Unfortunately, many people find it difficult to get enough sleep and do not get the rest they need. Insomnia is linked to anxiety. It can be caused by a variety of factors, including poor health and mental health. Sleep problems affect people of all ages and their effects can be devastating.
It is a disorder characterized by poor sleep hygiene and/or sleep deprivation.
The condition can be short-term (severe) or long-term (chronic). It may also come and go. It lasts from 1 night to weeks. Sleep deprivation for at least 3 nights a week for 3 months or more is chronic.

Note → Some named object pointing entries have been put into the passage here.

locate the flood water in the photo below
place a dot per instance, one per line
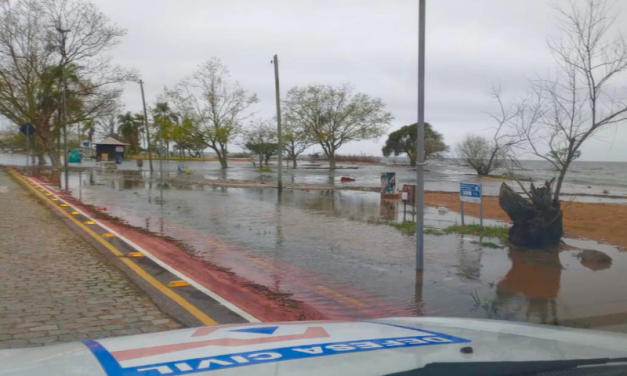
(332, 250)
(585, 182)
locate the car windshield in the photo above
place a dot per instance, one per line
(440, 179)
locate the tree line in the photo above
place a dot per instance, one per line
(55, 48)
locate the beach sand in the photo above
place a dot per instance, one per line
(601, 222)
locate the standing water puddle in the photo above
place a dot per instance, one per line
(332, 250)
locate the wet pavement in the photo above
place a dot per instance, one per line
(55, 287)
(333, 250)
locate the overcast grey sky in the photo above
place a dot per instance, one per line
(371, 43)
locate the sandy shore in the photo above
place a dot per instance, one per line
(600, 222)
(595, 221)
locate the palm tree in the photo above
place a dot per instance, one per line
(129, 129)
(89, 127)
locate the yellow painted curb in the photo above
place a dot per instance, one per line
(178, 284)
(193, 310)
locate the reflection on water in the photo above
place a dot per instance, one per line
(322, 247)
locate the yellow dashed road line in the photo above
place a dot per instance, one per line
(200, 315)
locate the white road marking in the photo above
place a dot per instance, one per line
(181, 275)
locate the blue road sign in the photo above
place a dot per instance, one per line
(27, 129)
(469, 192)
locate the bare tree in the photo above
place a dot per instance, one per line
(563, 111)
(36, 59)
(579, 100)
(334, 115)
(260, 139)
(483, 154)
(215, 106)
(296, 139)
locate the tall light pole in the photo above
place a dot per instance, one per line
(278, 119)
(63, 32)
(141, 84)
(420, 142)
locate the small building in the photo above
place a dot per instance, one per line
(110, 150)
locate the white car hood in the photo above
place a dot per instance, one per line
(376, 347)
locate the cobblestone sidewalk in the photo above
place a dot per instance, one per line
(55, 287)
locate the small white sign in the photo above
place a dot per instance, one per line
(469, 192)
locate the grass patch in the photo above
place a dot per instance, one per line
(487, 244)
(510, 177)
(476, 230)
(433, 231)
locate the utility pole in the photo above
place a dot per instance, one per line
(63, 72)
(420, 155)
(161, 153)
(141, 84)
(278, 120)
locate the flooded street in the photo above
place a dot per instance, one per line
(333, 250)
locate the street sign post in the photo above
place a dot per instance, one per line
(470, 192)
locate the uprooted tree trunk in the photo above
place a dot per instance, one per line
(537, 221)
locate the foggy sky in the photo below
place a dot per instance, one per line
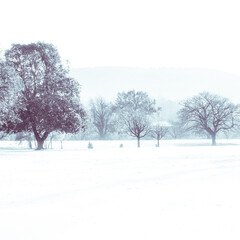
(134, 33)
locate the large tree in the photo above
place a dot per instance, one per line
(134, 109)
(8, 95)
(48, 98)
(209, 113)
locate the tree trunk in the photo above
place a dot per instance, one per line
(138, 142)
(40, 143)
(40, 140)
(213, 139)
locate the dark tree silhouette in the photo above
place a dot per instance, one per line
(209, 113)
(158, 132)
(101, 116)
(8, 96)
(134, 109)
(48, 98)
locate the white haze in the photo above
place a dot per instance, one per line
(133, 33)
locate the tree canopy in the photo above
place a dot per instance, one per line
(134, 109)
(48, 99)
(209, 113)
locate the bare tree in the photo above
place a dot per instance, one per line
(159, 128)
(138, 126)
(158, 132)
(134, 109)
(49, 100)
(209, 113)
(101, 115)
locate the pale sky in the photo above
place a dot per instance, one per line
(135, 33)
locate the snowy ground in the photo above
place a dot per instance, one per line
(182, 190)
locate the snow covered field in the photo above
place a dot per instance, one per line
(182, 190)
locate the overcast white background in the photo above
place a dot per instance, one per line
(172, 33)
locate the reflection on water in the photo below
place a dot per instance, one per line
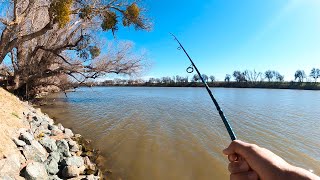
(176, 133)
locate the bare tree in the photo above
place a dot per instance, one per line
(47, 40)
(227, 78)
(239, 76)
(300, 75)
(26, 20)
(252, 76)
(205, 77)
(212, 78)
(315, 74)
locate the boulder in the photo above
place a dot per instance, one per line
(74, 147)
(10, 166)
(56, 132)
(90, 166)
(55, 156)
(35, 152)
(35, 171)
(70, 171)
(49, 144)
(26, 137)
(54, 177)
(52, 127)
(60, 126)
(73, 161)
(68, 133)
(51, 165)
(63, 148)
(18, 142)
(6, 177)
(92, 177)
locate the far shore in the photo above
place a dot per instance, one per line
(262, 85)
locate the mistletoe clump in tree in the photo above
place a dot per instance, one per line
(48, 41)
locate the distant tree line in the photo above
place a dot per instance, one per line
(247, 78)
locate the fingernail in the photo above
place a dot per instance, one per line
(252, 175)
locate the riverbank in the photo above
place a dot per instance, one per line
(261, 85)
(32, 146)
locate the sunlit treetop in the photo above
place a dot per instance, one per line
(131, 15)
(60, 11)
(110, 21)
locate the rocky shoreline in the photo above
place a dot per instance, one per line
(48, 151)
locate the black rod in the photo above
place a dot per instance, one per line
(224, 119)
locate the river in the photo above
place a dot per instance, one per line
(176, 133)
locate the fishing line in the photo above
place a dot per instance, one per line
(193, 67)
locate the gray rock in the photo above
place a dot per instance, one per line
(49, 144)
(10, 166)
(47, 132)
(70, 171)
(26, 137)
(35, 171)
(6, 177)
(54, 177)
(60, 126)
(35, 152)
(51, 166)
(91, 166)
(74, 147)
(56, 132)
(52, 127)
(73, 161)
(92, 177)
(68, 132)
(55, 156)
(63, 148)
(18, 142)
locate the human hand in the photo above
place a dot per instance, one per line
(251, 162)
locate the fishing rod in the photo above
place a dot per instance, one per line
(190, 69)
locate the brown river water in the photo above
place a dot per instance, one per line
(176, 133)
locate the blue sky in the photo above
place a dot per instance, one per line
(226, 35)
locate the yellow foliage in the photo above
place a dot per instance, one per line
(61, 9)
(110, 21)
(86, 13)
(131, 14)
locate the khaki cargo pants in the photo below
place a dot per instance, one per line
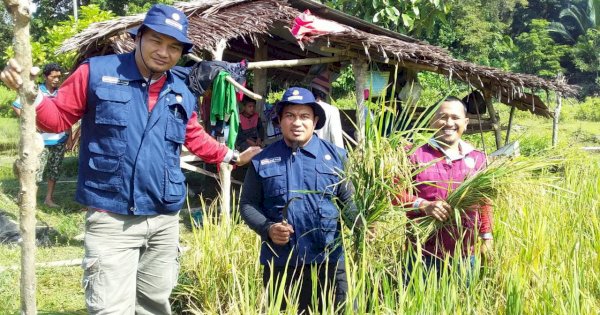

In the United States, 70% of adults report at least one night of sleep deprivation each month, and 11% report overnight sleep deprivation. It is estimated that between 50 and 70 million Americans of all ages and socioeconomic statuses are affected by sleep disorders.
About 1 in 4 Americans suffer from this each year. Summary: About 25 percent of Americans experience severe sleeplessness each year, but about 75 percent of those people experience chronic insomnia, according to a new study.
Types of Insomnia
There are 2 types of it: Primary and Secondary.
Primary: This means that your sleep problems are not related to a health condition or any other problem.
Secondary: This means that you have trouble sleeping because of a health condition(Such as depression, asthma, heartburn, arthritis, or cancer) pain medication, or the use of substances such as alcohol.
You might also hear about Sleep-onset, Sleep-Maintenance, Mixed, Paradoxical Insomnia.
Symptoms may include:
- Irritability, depression, or anxiety
- Difficulty paying attention, focusing on tasks, or remembering
- Daytime tiredness or sleepiness
- Not feeling well-rested after a night’s sleep
- Difficulty falling asleep at night
- Ongoing worries about sleep
Causes of Insomnia:
The top causes of insomnia include:
- Everything around you like noise, light, or temperature.
- Job loss or change, Stress associated with major life events, such as the death of a loved one or divorce.
- Your genes. Research shows that families are more likely to suffer from insomnia.
- Change your sleep schedule like a jet lag. Bad habits you pick up when you have a new job or other sleep problems at work.
Other causes of insomnia include:
- Pain or discomfort at night.
- Bleeding with PMS(PreMenstrual Syndrome)
- ADHD (Attention deficit hyperactivity disorder)
- Health problems such as anxiety and depression.
- Alzheimer’s disease and other types of depression.
- Caffeine in addition to smoking or drinking, illegal drug use.
- Other sleep disorders, such as restless legs syndrome.
- Medications for depression, allergies, colds, asthma, and high blood pressure.
Insomnia Risk Factors:
This is more common in women than men. Middle-aged and young African Americans are also at greater risk.
Other risk factors include:
- Chronic illness
- Mental health problems
- Work night shifts or shifts that rotate.